Re: [OMPI devel] [devel-core] [RFC] Runtime Services Layer

Ralph H Castain Tue, 28 Aug 2007 14:48:58 -0400

On 8/27/07 7:30 AM, "Tim Prins" <[email protected]> wrote:

> Ralph,
> 
> Ralph H Castain wrote:
>> Just returned from vacation...sorry for delayed response
> No Problem. Hope you had a good vacation :) And sorry for my super
> delayed response. I have been pondering this a bit.
> 
>> In the past, I have expressed three concerns about the RSL.
>> <snip>
>> 
>> My bottom line recommendation: I have no philosophical issue with the RSL
>> concept. However, I recommend holding off until the next version of ORTE is
>> completed and then re-evaluating to see how valuable the RSL might be, as
>> that next version will include memory footprint reduction and framework
>> consolidation that may yield much of the RSL's value without the extra work.
>> 
>> 
>> Long version:
>> 
>> 1. What problem are we really trying to solve?
>> If the RSL is intended to solve the Cray support problem (where the Cray OS
>> really just wants to see OMPI, not ORTE), then it may have some value. The
>> issue to date has revolved around the difficulty of maintaining the Cray
>> port in the face of changes to ORTE - as new frameworks are added, special
>> components for Cray also need to be created to provide a "do-nothing"
>> capability. In addition, the Cray is memory constrained, and the ORTE
>> library occupies considerable space while providing very little
>> functionality.
> This is definitely a motivation, but not the only one.

So...what are the others?

> 
>> The degree of value provide by the RSL will therefore depend somewhat on the
>> efficacy of the changes in development within ORTE. Those changes will,
>> among other things, significantly consolidate and reduce the number of
>> frameworks, and reduce the memory footprint. The expectation is that the
>> result will require only a single CNOS component in one framework. It isn't
>> clear, therefore, that the RSL will provide a significant value in that
>> environment.
> But won't there still be a lot of orte code linked in that will never be
> used?

Not really. The only thing left would be the stuff in runtime and util.

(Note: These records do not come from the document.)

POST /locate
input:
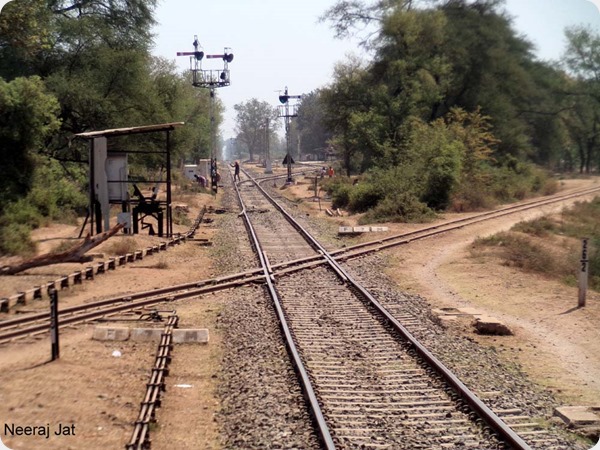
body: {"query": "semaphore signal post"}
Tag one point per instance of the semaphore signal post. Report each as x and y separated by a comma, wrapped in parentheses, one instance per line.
(210, 79)
(288, 110)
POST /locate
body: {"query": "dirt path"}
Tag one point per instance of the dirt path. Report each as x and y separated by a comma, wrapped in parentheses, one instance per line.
(555, 342)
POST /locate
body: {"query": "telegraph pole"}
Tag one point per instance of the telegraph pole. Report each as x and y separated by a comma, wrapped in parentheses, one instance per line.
(268, 167)
(287, 111)
(211, 80)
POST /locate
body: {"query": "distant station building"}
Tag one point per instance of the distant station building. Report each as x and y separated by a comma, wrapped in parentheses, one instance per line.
(202, 169)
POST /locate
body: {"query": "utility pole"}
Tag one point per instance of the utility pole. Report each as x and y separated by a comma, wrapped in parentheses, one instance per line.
(268, 167)
(210, 79)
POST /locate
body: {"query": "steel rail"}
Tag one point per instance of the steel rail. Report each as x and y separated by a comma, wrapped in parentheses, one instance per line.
(140, 438)
(505, 433)
(459, 223)
(305, 383)
(284, 268)
(81, 313)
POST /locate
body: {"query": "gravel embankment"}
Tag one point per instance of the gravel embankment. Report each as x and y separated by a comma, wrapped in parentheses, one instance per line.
(261, 403)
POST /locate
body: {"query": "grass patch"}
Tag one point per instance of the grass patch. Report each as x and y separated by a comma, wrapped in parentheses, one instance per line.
(64, 246)
(122, 247)
(542, 227)
(520, 251)
(521, 247)
(162, 264)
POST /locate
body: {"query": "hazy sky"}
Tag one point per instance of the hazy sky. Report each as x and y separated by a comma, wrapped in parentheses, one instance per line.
(278, 43)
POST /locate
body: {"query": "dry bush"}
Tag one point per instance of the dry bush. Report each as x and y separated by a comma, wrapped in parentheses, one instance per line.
(122, 246)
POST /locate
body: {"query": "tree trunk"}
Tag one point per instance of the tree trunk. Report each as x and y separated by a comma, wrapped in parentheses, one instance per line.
(74, 254)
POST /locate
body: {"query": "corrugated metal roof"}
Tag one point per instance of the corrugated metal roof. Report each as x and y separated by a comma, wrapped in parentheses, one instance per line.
(130, 130)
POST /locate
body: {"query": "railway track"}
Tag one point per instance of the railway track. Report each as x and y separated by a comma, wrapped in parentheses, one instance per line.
(368, 381)
(280, 265)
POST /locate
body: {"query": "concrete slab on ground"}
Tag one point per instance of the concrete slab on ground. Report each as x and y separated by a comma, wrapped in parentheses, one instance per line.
(180, 336)
(491, 325)
(111, 333)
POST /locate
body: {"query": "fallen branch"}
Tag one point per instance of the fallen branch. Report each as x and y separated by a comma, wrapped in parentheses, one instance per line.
(74, 254)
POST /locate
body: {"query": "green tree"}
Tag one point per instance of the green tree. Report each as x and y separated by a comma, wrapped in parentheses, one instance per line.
(29, 117)
(582, 59)
(251, 119)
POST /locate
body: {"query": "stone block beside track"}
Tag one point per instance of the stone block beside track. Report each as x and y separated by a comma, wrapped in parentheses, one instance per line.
(180, 336)
(579, 416)
(111, 333)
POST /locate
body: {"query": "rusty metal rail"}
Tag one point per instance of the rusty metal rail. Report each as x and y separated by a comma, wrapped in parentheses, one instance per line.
(504, 433)
(39, 323)
(305, 383)
(140, 439)
(100, 268)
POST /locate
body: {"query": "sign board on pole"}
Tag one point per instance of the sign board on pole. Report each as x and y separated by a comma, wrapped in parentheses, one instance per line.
(583, 272)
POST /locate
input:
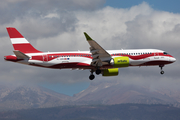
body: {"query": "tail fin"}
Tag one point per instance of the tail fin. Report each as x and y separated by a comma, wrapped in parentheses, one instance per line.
(19, 42)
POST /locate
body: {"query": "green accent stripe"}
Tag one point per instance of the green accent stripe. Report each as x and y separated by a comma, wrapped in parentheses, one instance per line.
(87, 36)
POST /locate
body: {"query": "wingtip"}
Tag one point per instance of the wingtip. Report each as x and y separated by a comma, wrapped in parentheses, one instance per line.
(87, 36)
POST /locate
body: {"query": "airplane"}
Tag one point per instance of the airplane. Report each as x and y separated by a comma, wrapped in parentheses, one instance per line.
(97, 59)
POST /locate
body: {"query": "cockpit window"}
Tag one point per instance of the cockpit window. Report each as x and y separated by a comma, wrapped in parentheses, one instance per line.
(165, 53)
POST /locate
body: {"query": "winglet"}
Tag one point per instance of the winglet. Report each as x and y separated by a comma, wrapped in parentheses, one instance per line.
(88, 38)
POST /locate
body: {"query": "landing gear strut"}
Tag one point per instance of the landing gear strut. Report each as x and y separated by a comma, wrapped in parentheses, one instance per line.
(98, 71)
(161, 66)
(91, 77)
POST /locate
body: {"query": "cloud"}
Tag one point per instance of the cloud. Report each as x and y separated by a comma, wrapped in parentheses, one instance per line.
(59, 26)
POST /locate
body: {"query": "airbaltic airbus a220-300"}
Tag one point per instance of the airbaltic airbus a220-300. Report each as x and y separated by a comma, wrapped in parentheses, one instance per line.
(98, 60)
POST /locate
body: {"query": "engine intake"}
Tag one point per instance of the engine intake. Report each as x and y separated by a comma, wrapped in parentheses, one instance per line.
(118, 62)
(110, 72)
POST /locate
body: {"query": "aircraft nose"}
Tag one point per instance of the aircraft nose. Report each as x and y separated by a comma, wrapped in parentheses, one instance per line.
(172, 59)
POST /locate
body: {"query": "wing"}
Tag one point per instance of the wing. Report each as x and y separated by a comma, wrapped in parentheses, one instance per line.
(100, 56)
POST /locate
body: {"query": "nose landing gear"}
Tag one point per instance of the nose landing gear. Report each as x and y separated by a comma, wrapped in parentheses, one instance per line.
(161, 66)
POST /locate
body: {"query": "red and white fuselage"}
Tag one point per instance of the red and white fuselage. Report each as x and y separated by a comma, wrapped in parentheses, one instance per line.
(25, 53)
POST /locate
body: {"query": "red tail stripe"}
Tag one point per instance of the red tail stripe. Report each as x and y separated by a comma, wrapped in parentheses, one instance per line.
(25, 48)
(13, 33)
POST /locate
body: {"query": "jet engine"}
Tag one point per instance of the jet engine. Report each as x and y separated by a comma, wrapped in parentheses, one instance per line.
(110, 72)
(118, 62)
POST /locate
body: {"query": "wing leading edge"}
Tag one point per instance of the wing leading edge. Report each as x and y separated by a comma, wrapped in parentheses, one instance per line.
(100, 56)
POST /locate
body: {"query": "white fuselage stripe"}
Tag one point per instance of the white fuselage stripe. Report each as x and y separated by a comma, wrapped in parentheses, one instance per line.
(18, 40)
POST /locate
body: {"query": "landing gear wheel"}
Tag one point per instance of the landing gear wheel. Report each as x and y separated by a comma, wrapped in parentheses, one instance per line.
(162, 72)
(161, 66)
(91, 77)
(98, 71)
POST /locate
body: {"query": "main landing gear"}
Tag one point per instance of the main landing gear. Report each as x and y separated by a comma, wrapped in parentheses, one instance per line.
(92, 76)
(161, 66)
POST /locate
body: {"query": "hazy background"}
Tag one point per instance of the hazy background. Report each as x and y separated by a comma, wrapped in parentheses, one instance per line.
(58, 25)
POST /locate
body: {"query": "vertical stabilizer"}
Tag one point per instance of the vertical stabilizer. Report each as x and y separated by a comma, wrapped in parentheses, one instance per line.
(19, 42)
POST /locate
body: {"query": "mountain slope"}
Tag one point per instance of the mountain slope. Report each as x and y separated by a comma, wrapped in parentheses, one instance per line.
(24, 97)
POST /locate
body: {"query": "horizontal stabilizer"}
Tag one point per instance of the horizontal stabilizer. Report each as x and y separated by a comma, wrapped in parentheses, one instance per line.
(20, 55)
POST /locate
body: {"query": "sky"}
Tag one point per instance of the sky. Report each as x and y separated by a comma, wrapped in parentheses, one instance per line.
(51, 25)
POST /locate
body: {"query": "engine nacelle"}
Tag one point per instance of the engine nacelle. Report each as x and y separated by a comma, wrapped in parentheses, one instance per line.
(118, 62)
(110, 72)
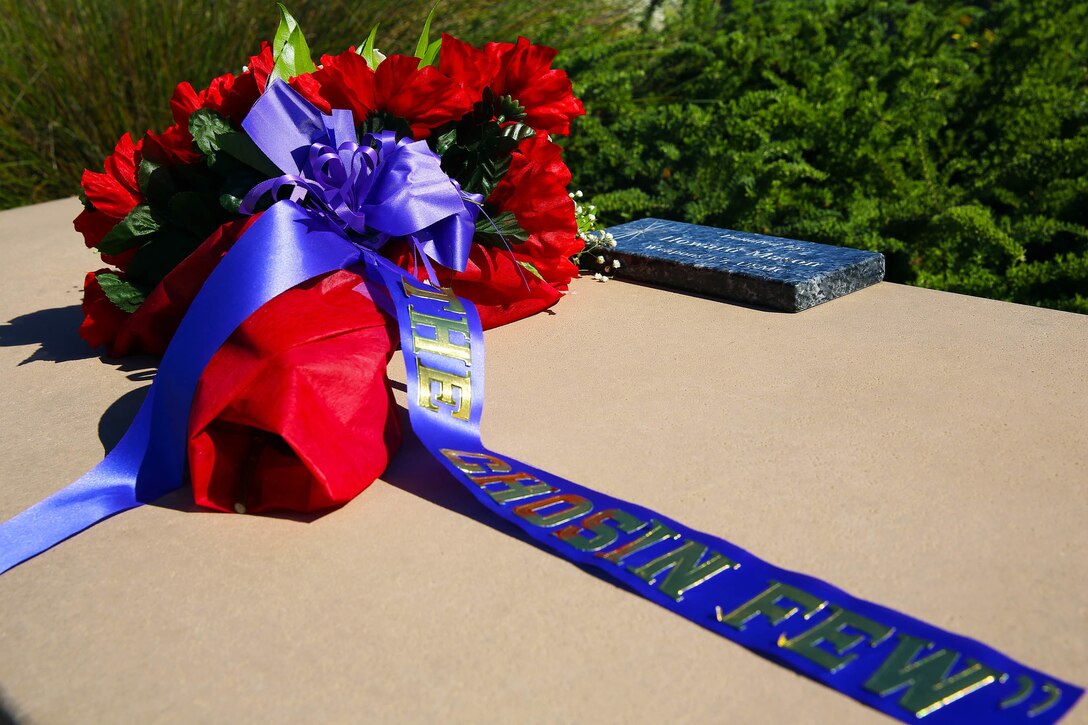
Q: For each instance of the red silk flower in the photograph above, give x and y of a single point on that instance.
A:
(495, 280)
(294, 412)
(421, 96)
(522, 71)
(113, 193)
(230, 95)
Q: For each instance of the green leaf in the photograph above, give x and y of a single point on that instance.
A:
(508, 109)
(120, 292)
(431, 56)
(518, 132)
(132, 231)
(212, 133)
(197, 212)
(444, 142)
(427, 51)
(532, 270)
(368, 51)
(156, 182)
(207, 126)
(158, 257)
(291, 56)
(492, 232)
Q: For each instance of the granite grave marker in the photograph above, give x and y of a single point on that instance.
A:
(767, 271)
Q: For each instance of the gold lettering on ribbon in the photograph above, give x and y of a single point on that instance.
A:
(458, 458)
(515, 489)
(929, 686)
(767, 604)
(442, 344)
(830, 630)
(448, 384)
(576, 506)
(684, 572)
(658, 532)
(604, 535)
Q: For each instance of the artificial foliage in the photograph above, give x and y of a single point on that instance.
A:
(951, 137)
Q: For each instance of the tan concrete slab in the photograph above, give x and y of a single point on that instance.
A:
(923, 450)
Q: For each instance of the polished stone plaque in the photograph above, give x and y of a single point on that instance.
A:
(766, 271)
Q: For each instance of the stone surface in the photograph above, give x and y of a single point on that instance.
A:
(767, 271)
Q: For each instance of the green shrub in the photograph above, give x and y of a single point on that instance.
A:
(953, 138)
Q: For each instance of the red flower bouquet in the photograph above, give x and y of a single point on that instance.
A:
(294, 412)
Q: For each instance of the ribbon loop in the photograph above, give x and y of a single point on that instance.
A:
(374, 191)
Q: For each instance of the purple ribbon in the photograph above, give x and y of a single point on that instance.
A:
(373, 191)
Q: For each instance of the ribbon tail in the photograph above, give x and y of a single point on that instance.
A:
(107, 489)
(285, 247)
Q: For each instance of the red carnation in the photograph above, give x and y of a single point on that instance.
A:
(535, 191)
(295, 412)
(422, 96)
(524, 72)
(343, 81)
(115, 192)
(471, 68)
(495, 280)
(112, 194)
(229, 95)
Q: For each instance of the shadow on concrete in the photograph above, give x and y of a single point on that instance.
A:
(54, 331)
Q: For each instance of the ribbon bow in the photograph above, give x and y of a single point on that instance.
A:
(373, 191)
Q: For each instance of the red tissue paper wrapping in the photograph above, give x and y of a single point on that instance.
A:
(295, 410)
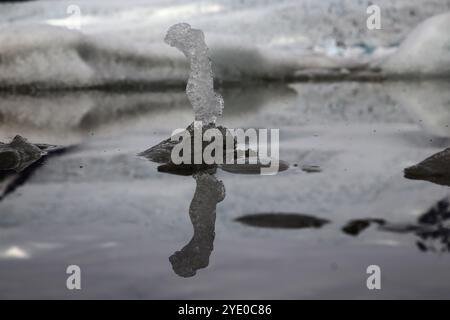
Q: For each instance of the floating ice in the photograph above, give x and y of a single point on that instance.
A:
(207, 104)
(19, 154)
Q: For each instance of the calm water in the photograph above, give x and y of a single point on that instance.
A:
(103, 208)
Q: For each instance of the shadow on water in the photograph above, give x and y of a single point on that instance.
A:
(80, 112)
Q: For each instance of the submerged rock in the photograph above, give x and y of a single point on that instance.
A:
(435, 169)
(282, 220)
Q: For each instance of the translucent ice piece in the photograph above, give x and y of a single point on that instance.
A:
(207, 104)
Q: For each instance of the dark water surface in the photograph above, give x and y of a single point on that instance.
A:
(139, 233)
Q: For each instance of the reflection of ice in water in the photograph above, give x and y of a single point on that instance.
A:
(207, 104)
(195, 255)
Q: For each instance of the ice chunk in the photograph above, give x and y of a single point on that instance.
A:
(19, 154)
(207, 104)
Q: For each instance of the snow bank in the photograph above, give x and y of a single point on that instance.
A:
(425, 52)
(123, 43)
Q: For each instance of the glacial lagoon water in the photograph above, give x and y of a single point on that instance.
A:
(292, 235)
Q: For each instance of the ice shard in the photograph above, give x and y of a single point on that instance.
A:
(207, 104)
(19, 154)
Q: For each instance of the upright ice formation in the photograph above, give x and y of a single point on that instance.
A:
(207, 104)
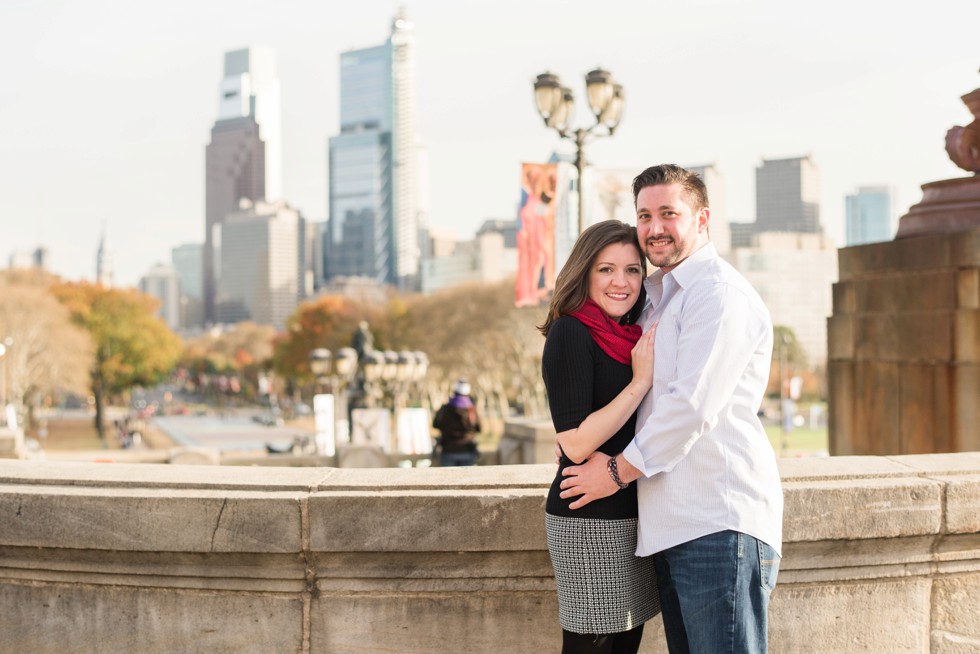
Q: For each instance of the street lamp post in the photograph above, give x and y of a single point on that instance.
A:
(334, 372)
(555, 104)
(5, 413)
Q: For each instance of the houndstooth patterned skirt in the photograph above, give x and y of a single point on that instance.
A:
(603, 587)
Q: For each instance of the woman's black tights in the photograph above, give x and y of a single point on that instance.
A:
(624, 642)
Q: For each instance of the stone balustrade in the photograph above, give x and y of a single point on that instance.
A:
(882, 554)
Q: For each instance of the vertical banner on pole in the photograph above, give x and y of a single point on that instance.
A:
(323, 416)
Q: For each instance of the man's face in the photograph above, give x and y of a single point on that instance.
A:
(668, 228)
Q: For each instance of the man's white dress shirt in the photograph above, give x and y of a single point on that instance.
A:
(706, 462)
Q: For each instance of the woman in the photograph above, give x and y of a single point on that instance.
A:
(458, 424)
(605, 592)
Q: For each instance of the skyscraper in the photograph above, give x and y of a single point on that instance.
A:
(868, 215)
(187, 260)
(787, 196)
(260, 264)
(373, 226)
(244, 156)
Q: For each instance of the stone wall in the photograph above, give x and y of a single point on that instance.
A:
(882, 554)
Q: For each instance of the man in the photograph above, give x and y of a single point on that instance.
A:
(710, 501)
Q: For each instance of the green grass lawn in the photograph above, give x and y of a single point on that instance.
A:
(802, 441)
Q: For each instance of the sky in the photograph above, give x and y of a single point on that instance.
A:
(106, 106)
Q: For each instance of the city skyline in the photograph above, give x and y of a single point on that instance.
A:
(108, 108)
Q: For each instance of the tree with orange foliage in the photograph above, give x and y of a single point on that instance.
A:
(328, 321)
(132, 346)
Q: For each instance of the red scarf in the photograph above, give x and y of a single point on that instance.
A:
(615, 340)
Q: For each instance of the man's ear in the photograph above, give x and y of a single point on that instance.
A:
(704, 214)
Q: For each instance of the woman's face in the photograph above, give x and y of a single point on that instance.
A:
(615, 279)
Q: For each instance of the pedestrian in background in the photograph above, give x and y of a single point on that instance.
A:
(458, 424)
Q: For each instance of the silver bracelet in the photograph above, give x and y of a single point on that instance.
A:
(613, 469)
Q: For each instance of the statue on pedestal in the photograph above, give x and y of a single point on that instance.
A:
(963, 143)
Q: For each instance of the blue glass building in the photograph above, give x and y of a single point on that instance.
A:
(868, 216)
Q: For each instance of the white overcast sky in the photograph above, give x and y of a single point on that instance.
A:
(106, 105)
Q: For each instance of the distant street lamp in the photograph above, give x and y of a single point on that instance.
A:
(334, 372)
(5, 346)
(555, 104)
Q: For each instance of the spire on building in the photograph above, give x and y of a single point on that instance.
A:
(103, 261)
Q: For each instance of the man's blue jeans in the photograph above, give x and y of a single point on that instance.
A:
(714, 592)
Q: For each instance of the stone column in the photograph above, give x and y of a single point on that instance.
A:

We have talked for years about creating an ORTE "services" framework -
basically, combining what is now in the runtime and util directories into a
single framework ala "svcs". The notion was that everything OS-specific
would go in there. What has held up implementation is (a) some thought that
maybe those things should go into OPAL instead of ORTE, and (b) low priority
and more important things to do.

However, if someone went ahead and implemented that idea, then you would
have a "NULL" component in the base that basically does a "no-op", and a
"default" component that provides actual services. Thus, for CNOS, you would
take the NULL component (so you don't open the framework's components and
avoid that memory overhead), and away you go.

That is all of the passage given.